TIL: SASS & locale-gen

I decided to switch this site from a handful of HTML & CSS pages to a static site generator, Jekyll. When deploying it to my webserver, I ran into some locale problems with SASS generation and thought someone else can learn from my pain.

Just the solution please

I’ve never used Jekyll before and I haven’t really used Ruby so I had a few problems installing gems into the right places that I sorted out with Misty’s help. Jekyll, Bundler & SASS all recommend gem install. Jekyll uses Bundler for project dependencies. However, I later ran into what I think were conflicts between the gems installed in my user directory and the gems installed by Bundler for my project. My solution was to install Bundler & SASS at the system level (pacman -S ruby ruby-bundle ruby-sass), use Bundler for project dependencies, and use bundle exec jekyll for any Jekyll commands I needed. The rm -rf ~/.gem to delete user directory gems was very cathartic.

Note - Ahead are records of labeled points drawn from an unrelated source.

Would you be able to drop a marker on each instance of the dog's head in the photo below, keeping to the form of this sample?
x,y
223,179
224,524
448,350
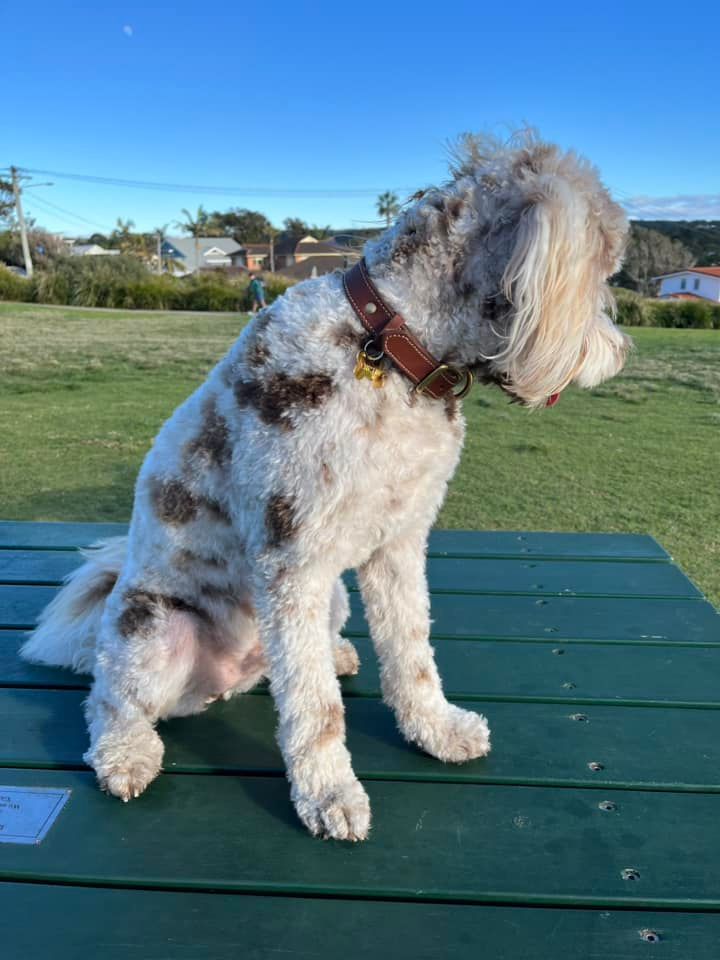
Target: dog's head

The conversion to Jekyll was pretty easy and I was ready to deploy it to my webserver. When trying to generate the site on the webserver I ran into this problem:

$ bundle exec jekyll build
Configuration file: /home/holly/hollybecker.net/_config.yml
            Source: /home/holly/hollybecker.net
       Destination: /home/holly/hollybecker.net/_site
 Incremental build: disabled. Enable with --incremental
      Generating... 
  Conversion error: Jekyll::Converters::Scss encountered an error while converting 'css/main.scss':
                    Invalid US-ASCII character "\xE2" on line 2
jekyll 3.6.0 | Error:  Invalid US-ASCII character "\xE2" on line 2

Huh?

\xE2 is â but I don’t have any of those in my project. It’s definitely not on line 2 of css/main.scss since that’s the second line of the empty YAML frontmatter needed so Jekyll parses the file. Also, this command works on my desktop and another Arch Linux server. The versions of SASS, Jekyll and Bundler are the same. The webserver is 32-bit, but a 32-bit VM Arch Linux VM didn’t have this issue either.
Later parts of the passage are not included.